Изменить стиль страницы

Ночью меня разбудили. Конный ординарец привез из штаба приказ. Его появление произвело немалый переполох. Разбуженная шумом немка, накинув на себя платье и засветив ночничок, с тревогой глядела на конверт в руках ординарца. Игнатенко, сидя на полу в ожидании, зевал и почесывал волосатую грудь. Из сенец заглядывали полуодетые бойцы. Появление ординарца среди ночи могло кончиться немедленным выступлением в поход.

Я вскрыл пакет.

«Ввиду полученных сведений о прорыве белоказачьей дивизией Улагая у Солодовников ваш эскадрон временно, до ликвидации прорыва белых, закрепляется за штабом полка в качестве его боевого охранения. Примите меры к усилению постов и пр.».
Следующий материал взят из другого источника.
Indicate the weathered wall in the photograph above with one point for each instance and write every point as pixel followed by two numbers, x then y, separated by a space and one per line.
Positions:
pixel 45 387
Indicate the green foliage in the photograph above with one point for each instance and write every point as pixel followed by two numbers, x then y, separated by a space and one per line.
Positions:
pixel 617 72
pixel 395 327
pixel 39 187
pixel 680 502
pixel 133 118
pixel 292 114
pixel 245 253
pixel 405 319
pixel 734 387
— В поход? — застегивая гимнастерку, спросил взводный.

На дворе раздавались голоса, вспыхивали огоньки, топотали кони. Эскадрон готовился в путь.

— Спать! — коротко сказал я. — Завести коней обратно. А ты, взводный, усиль у моста караулы.

— Слушаюсь! — сказал Игнатенко, надевая на ходу винтовку и волоча за собою патронташ.

Немка молча смотрела на меня.

Бойцы укладывались в сенцах, тихо перешептываясь и вздыхая.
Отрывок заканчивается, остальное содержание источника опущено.